Help optimize D solution to phone encoding problem: extremely slow performace.

Tue Jan 16 18:54:56 UTC 2024

On Tuesday, 16 January 2024 at 16:56:04 UTC, Siarhei Siamashka 
wrote:
> On Tuesday, 16 January 2024 at 15:50:35 UTC, H. S. Teoh wrote:
>> Unfortunately there seems to be some discrepancy between the 
>> output I got and the prescribed output in your repository. For 
>> example, in your output the number 1556/0 does not have an 
>> encoding, but isn't "1 Mai 0" a valid encoding according to 
>> your dictionary and the original problem description?
>
> You are not allowed to emit "1" as the first token in the 
> output as long as there are any dictionary word matches at that 
> position. The relevant paragraph from the problem statement:
>
> ==snip==
> Encodings of phone numbers can consist of a single word or of 
> multiple
> words separated by spaces. The encodings are built word by word 
> from
> left to right. If and only if at a particular point no word at 
> all from
> the dictionary can be inserted, a single digit from the phone 
> number can
> be copied to the encoding instead. Two subsequent digits are 
> never
> allowed, though. To put it differently: In a partial encoding 
> that
> currently covers k digits, digit k+1 is encoded by itself if 
> and only if,
> first, digit k was not encoded by a digit and, second, there is 
> no word
> in the dictionary that can be used in the encoding starting at 
> digit k+1.
> ==snip==
>
> I also spent a bit of time trying to figure out this nuance 
> when implementing my solution. It doesn't make much sense 
> visually (no back-to-back digits in the output either way), but 
> that's how it is.

Exactly, this is one of the things that make this problem a bit 
annoying to solve :)

@"H. S. Teoh" you implemented the solution as a Trie!! Nice, 
that's also what I did when I "participated" in the study. Here's 
[my Trie solution in 
Java](https://github.com/renatoathaydes/prechelt-phone-number-encoding/blob/fastest-implementations-print-or-count/src/java/Main.java).

These are basically the two common approaches to the problem: a 
Trie or a numeric-based table.

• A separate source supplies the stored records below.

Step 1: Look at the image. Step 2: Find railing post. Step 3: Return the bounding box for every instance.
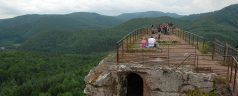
[116,43,120,64]
[193,34,195,45]
[202,38,205,49]
[229,59,234,83]
[126,37,129,51]
[223,42,228,65]
[232,61,237,91]
[196,36,199,49]
[183,31,186,41]
[168,44,170,65]
[188,33,190,44]
[226,57,231,78]
[212,41,216,60]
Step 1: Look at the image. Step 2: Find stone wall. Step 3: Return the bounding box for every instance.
[84,57,216,96]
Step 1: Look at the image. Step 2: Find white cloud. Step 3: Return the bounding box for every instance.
[0,0,238,18]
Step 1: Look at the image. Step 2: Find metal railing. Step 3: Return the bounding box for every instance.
[116,28,149,63]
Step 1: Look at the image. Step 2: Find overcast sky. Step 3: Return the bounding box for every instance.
[0,0,238,18]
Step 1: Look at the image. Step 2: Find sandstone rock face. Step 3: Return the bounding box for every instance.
[84,56,216,96]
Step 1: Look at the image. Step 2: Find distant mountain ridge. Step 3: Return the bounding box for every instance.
[116,11,182,20]
[0,4,238,53]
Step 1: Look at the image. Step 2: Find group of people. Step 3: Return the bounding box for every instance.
[140,23,173,48]
[140,36,156,48]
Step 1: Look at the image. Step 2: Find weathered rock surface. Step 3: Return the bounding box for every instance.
[84,55,216,96]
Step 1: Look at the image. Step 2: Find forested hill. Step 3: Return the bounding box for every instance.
[0,4,238,96]
[180,4,238,46]
[116,11,182,20]
[0,12,124,45]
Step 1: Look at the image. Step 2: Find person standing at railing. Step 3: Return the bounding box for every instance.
[157,26,161,40]
[140,37,147,48]
[147,36,156,48]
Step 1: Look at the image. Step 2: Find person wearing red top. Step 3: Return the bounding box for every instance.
[140,37,147,48]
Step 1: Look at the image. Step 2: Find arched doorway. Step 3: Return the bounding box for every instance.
[126,73,143,96]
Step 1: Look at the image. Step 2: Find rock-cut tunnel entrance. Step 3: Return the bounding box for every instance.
[126,73,143,96]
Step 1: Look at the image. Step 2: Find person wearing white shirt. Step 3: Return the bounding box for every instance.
[147,36,156,48]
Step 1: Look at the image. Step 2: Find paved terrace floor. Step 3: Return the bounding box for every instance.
[120,34,227,76]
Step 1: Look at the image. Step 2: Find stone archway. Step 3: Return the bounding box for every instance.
[126,73,143,96]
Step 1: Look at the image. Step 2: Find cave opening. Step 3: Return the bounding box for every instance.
[126,73,143,96]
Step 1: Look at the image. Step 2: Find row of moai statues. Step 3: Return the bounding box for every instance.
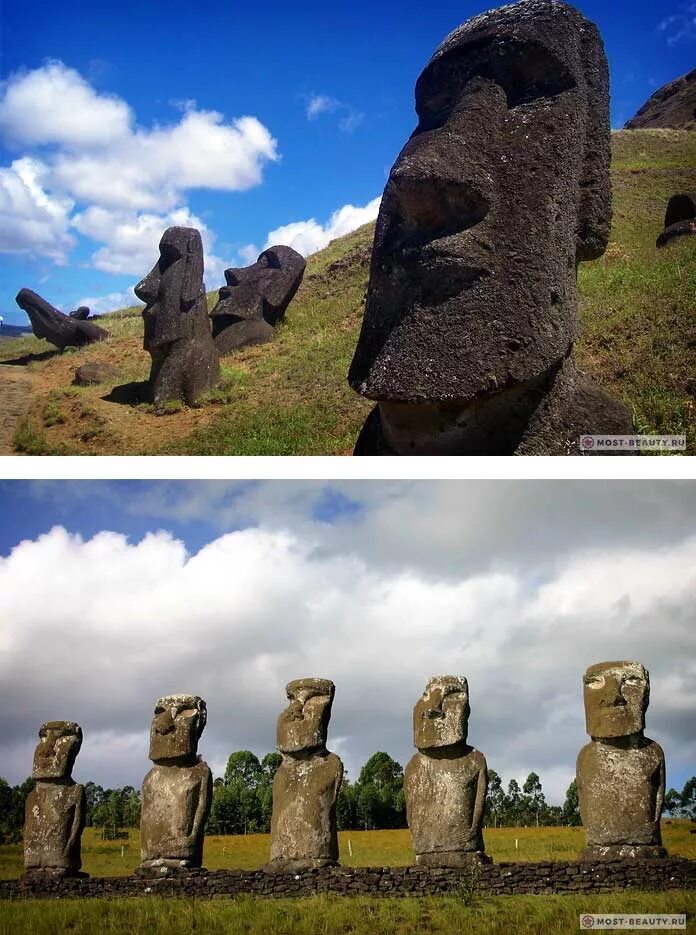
[24,662,666,876]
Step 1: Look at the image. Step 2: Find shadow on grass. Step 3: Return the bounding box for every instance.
[102,380,150,406]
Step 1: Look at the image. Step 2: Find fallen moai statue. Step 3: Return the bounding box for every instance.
[16,289,109,351]
[210,246,307,354]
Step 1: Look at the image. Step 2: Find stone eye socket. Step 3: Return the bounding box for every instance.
[416,38,577,133]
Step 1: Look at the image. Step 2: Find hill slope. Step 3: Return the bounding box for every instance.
[624,68,696,130]
[0,130,696,455]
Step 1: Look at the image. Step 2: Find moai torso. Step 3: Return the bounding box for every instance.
[24,782,85,872]
[577,662,666,860]
[271,753,343,863]
[140,695,213,873]
[140,763,213,866]
[404,675,488,867]
[24,721,86,876]
[267,678,343,872]
[404,747,487,855]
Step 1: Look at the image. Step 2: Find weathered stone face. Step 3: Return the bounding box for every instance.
[15,289,109,351]
[349,0,632,454]
[24,721,85,876]
[32,721,82,779]
[268,679,343,872]
[413,675,469,750]
[133,227,220,404]
[211,246,306,355]
[404,675,488,867]
[149,695,207,763]
[583,662,650,738]
[277,679,336,754]
[577,662,666,860]
[140,695,213,872]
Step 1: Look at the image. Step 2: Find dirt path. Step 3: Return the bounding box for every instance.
[0,364,31,455]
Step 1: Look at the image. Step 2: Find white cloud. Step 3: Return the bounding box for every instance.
[305,94,365,133]
[0,157,75,265]
[250,195,382,263]
[0,520,696,801]
[0,61,132,148]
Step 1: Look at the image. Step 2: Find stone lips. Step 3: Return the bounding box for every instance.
[576,662,666,860]
[211,245,306,354]
[16,289,109,351]
[133,227,220,405]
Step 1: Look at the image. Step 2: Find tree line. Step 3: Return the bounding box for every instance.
[0,750,696,844]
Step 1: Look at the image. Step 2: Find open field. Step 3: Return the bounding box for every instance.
[0,891,696,935]
[0,130,696,455]
[0,821,696,880]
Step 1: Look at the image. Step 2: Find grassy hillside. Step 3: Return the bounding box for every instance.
[0,130,696,455]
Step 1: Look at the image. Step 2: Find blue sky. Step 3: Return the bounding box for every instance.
[0,481,696,802]
[0,0,696,324]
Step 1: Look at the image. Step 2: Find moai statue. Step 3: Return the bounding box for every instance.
[15,289,109,351]
[404,675,490,867]
[266,679,343,872]
[210,246,307,356]
[656,192,696,247]
[133,227,220,405]
[577,662,667,860]
[24,721,87,878]
[140,695,213,874]
[348,0,632,455]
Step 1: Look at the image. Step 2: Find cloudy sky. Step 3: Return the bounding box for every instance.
[0,0,696,324]
[0,481,696,802]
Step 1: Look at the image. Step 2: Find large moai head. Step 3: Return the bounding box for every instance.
[349,0,611,445]
[277,679,336,756]
[31,721,82,781]
[413,675,470,752]
[133,227,205,353]
[149,695,208,763]
[583,662,650,739]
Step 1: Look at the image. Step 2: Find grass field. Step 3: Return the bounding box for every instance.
[0,130,696,455]
[0,891,696,935]
[0,821,696,880]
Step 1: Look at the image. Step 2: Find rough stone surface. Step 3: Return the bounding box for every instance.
[70,305,89,321]
[133,227,220,405]
[404,675,488,867]
[140,695,213,875]
[74,360,121,386]
[266,678,343,872]
[0,857,696,899]
[349,0,631,454]
[624,68,696,130]
[211,246,306,355]
[24,721,85,879]
[656,192,696,247]
[577,662,666,860]
[16,289,109,351]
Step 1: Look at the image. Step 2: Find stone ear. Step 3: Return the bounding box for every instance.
[181,230,203,305]
[577,24,611,262]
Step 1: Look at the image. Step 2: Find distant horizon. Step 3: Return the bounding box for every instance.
[0,0,696,325]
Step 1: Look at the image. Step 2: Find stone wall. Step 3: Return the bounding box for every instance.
[0,857,696,899]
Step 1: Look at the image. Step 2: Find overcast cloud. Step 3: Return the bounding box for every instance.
[0,481,696,801]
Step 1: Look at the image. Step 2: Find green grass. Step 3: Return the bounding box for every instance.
[0,821,696,880]
[0,891,696,935]
[0,130,696,455]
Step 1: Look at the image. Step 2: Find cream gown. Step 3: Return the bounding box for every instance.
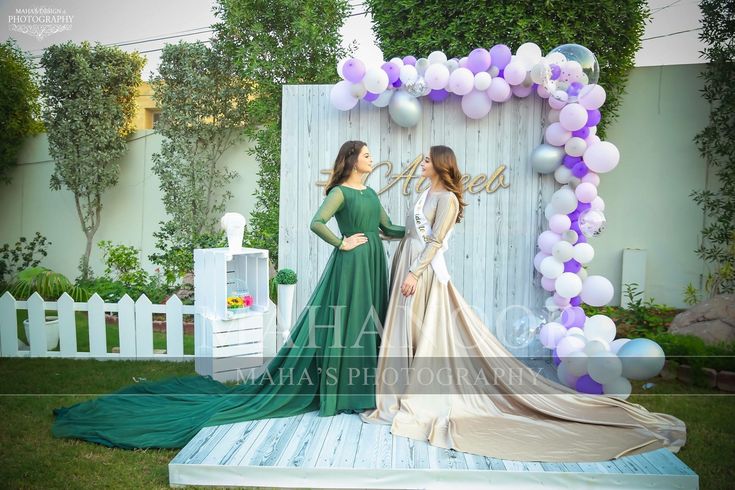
[360,192,686,462]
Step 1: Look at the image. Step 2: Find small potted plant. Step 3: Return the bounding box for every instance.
[274,269,297,339]
[9,266,89,350]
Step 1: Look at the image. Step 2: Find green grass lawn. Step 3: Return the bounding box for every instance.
[0,358,735,489]
[18,310,194,355]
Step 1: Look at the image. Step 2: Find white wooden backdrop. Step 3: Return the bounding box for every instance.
[278,85,556,355]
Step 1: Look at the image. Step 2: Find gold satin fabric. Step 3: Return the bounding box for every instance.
[360,192,686,462]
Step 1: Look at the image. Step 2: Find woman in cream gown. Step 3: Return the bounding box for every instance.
[360,146,686,462]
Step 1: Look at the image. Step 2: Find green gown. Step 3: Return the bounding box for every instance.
[52,186,405,449]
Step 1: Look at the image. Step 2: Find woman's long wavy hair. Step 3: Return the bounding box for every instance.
[429,145,467,223]
[324,140,367,194]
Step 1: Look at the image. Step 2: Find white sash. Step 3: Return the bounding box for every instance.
[413,189,454,284]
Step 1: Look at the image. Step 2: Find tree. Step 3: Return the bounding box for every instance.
[149,42,252,282]
[365,0,649,136]
[687,0,735,296]
[41,41,145,280]
[0,39,43,184]
[213,0,350,267]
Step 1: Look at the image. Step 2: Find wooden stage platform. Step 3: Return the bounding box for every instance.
[169,412,699,490]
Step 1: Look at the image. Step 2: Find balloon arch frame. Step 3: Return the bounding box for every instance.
[330,42,665,399]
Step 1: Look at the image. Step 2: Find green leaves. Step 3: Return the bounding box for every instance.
[365,0,649,137]
[0,39,43,184]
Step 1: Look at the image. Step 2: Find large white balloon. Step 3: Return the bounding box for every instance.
[539,257,564,279]
[362,66,388,94]
[554,272,582,298]
[551,186,579,214]
[581,276,615,306]
[573,242,595,264]
[584,315,616,344]
[587,352,623,385]
[620,337,666,380]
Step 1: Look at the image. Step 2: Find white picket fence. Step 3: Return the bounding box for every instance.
[0,292,194,361]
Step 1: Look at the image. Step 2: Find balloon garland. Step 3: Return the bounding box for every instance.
[330,43,665,399]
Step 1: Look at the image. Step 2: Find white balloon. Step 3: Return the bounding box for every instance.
[556,335,585,359]
[551,186,579,214]
[554,272,582,298]
[581,276,615,306]
[539,257,564,279]
[587,352,623,390]
[584,337,610,356]
[584,315,617,344]
[551,239,581,262]
[475,71,493,91]
[564,136,587,157]
[362,67,388,94]
[373,90,395,107]
[567,327,586,342]
[554,165,574,184]
[610,339,630,354]
[572,242,595,264]
[429,51,447,63]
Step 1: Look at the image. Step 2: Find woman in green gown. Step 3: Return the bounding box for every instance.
[52,141,405,449]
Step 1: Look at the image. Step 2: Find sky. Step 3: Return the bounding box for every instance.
[0,0,703,80]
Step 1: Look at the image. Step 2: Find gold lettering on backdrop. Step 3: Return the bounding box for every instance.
[316,155,510,196]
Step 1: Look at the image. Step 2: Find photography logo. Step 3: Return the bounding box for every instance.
[8,6,74,41]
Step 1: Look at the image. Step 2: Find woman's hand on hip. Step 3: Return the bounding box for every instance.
[339,233,367,250]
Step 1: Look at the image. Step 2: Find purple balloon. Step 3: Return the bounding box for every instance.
[342,58,365,83]
[587,109,602,128]
[381,61,401,83]
[428,88,449,102]
[572,162,589,179]
[489,44,512,69]
[465,48,491,73]
[562,155,582,169]
[575,374,602,395]
[551,63,561,80]
[564,259,582,273]
[572,126,590,139]
[559,308,577,328]
[567,82,584,97]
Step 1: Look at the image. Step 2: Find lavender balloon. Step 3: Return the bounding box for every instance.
[572,162,589,179]
[381,62,401,84]
[342,58,365,83]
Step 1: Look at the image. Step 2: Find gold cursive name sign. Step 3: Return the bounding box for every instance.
[316,155,510,196]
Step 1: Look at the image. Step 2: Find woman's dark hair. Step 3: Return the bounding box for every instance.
[429,145,467,223]
[324,140,367,194]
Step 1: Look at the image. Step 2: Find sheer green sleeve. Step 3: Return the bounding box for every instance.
[309,187,345,248]
[408,192,459,277]
[380,203,406,238]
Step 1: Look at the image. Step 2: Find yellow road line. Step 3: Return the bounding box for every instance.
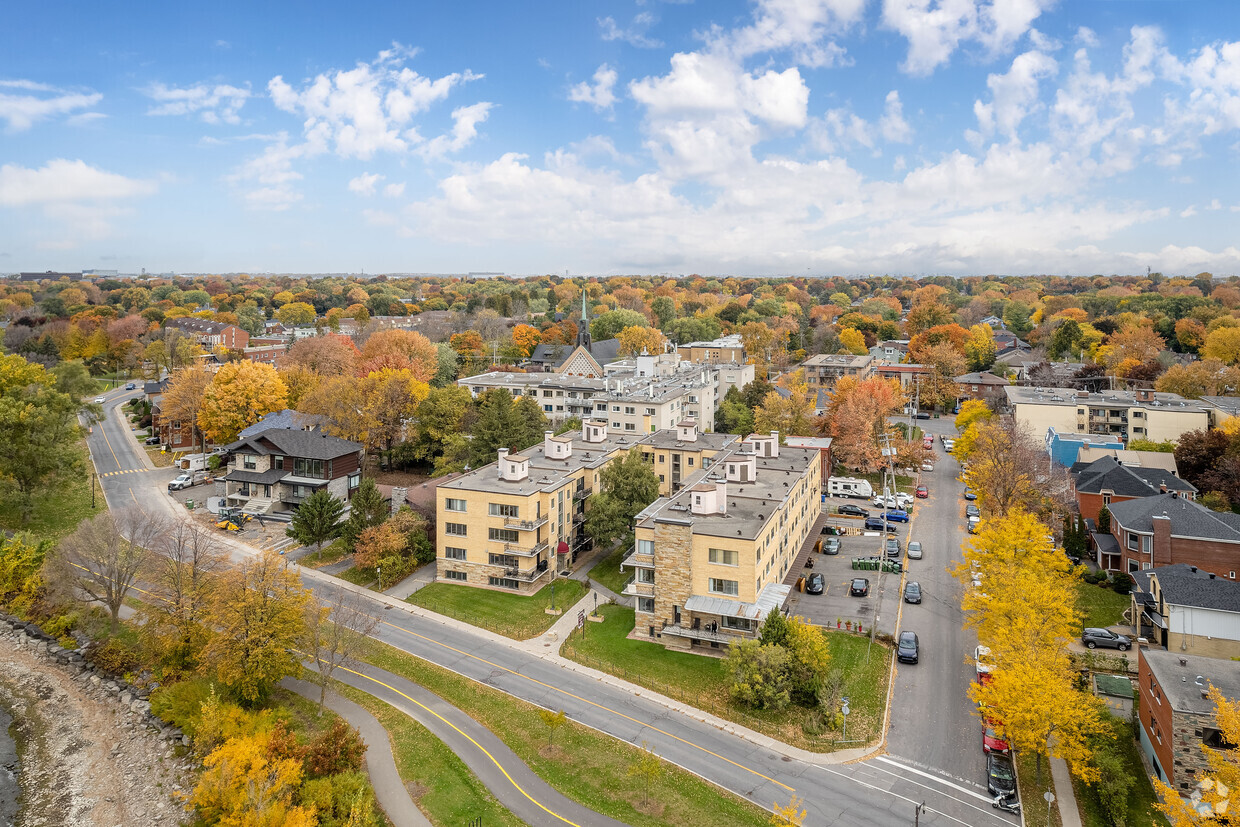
[379,620,796,792]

According to the study, people who 
use scripting languages almost always go with the numeric 
approach, while people coming from lower level languages tend to 
use a data structure like Trie (if they don't know Trie, they 
come up with something similar which is fascinating), which is 
harder to implement but more efficient in general.

Can I ask you why didn't you use the [D stdlib 
Trie](https://dlang.org/phobos/std_uni.html#codepointTrie)? Not 
sure that would've worked, but did you consider that?